Ms Liddle recalled how six years ago she faced the Elders, who demanded a community court, a law and justice group and an alternative to custody centre.
“I remember walking away going ‘how am I going to deliver all that?’. But we did it,” she said.
Ms Liddle said a youth program out of Groote had reduced reoffending by 95 per cent, with the new AHC predicted to cut adult male reoffending rates by 30 per cent within just 18 months.
The AJA boss said there should be a law and justice group in every Territory community, with similar groups not far behind in Maningrida, Kintore and Yuendumu.
“You will see a decrease in reoffending, you’ll see a decrease in the prison numbers — it’s not rocket science.”
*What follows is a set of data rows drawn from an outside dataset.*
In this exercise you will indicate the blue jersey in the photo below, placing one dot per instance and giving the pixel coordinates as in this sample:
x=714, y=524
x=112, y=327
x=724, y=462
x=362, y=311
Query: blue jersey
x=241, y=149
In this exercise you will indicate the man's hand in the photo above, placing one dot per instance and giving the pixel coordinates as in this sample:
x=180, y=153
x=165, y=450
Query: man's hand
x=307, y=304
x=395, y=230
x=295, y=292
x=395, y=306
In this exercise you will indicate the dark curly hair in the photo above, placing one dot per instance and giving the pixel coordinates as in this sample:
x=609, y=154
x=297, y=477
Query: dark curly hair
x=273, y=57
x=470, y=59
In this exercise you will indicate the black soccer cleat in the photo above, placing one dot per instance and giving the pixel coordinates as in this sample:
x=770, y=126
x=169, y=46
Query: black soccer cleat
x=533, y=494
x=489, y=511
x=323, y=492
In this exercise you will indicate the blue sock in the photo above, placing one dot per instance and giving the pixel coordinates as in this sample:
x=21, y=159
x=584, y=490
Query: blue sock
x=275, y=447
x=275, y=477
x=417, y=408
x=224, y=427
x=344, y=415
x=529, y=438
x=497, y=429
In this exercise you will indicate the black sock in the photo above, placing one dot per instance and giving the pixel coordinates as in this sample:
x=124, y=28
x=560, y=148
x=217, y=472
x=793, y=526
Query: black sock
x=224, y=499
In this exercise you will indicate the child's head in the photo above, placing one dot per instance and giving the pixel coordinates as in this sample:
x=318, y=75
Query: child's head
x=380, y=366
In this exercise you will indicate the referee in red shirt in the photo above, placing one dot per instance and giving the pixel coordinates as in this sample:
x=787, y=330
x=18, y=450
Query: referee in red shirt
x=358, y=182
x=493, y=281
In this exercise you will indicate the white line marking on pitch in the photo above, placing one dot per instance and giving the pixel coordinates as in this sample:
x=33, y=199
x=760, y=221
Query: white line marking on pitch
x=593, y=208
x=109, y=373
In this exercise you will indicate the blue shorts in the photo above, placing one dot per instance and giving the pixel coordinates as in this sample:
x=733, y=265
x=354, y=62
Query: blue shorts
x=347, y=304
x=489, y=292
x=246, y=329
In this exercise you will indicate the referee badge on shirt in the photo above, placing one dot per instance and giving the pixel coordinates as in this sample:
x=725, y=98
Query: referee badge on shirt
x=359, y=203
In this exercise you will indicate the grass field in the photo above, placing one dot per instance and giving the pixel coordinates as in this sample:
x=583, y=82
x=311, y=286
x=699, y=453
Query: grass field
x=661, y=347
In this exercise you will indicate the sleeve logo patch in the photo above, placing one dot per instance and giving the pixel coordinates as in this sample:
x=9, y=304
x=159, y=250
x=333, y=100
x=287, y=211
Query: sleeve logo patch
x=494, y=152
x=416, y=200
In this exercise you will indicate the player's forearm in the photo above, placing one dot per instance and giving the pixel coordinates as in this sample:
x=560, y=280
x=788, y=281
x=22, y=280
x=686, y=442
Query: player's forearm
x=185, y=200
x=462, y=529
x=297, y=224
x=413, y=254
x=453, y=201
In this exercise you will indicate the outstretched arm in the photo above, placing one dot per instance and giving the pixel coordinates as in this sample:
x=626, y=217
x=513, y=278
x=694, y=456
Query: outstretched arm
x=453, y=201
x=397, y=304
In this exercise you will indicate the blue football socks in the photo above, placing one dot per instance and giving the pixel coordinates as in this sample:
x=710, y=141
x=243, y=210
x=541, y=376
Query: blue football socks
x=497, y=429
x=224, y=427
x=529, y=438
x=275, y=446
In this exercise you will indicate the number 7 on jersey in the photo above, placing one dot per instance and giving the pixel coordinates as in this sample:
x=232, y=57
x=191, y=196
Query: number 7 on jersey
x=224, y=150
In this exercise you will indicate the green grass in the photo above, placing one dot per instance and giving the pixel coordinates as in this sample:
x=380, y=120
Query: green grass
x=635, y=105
“It’s the community taking control, ownership and accountability and responsibilities so that their people can make better decisions.”
Arnhem MLA Selena Uibo said the $13m Groote Archipelago justice investment was a testament to the local leadership who were ensuring that “culture drives future aspirations”.
“Local decision making has never disappeared for our people. It has been muddled and mixed from the other systems that have come over the top,” Ms Uibo said.
As the Local Decision Making minister spoke, the Groote Archipelago Elder women doted over her five-month-old son Phoenix.
“These old people they never think about themselves … they’re always thinking about kids, grandkids, and great grandkids and their future,” Ms Uibo said.
“We come back to the table to make sure its what the future of our kids need, and what they deserve.”
With plane-loads of politicians, corrections, police, and court bureaucrats landing for the centre’s opening, Mr Wurramarrba chuckled saying he had never seen so many strangers on his island.
But this was a recognition of how his people in a distant corner of the Territory were leading the way for culturally-informed justice.
“We were here before the Makassan, before the missionaries, before the mine.”
“We are not starting something new, we are going back to something we have done for the past 60,000 years.”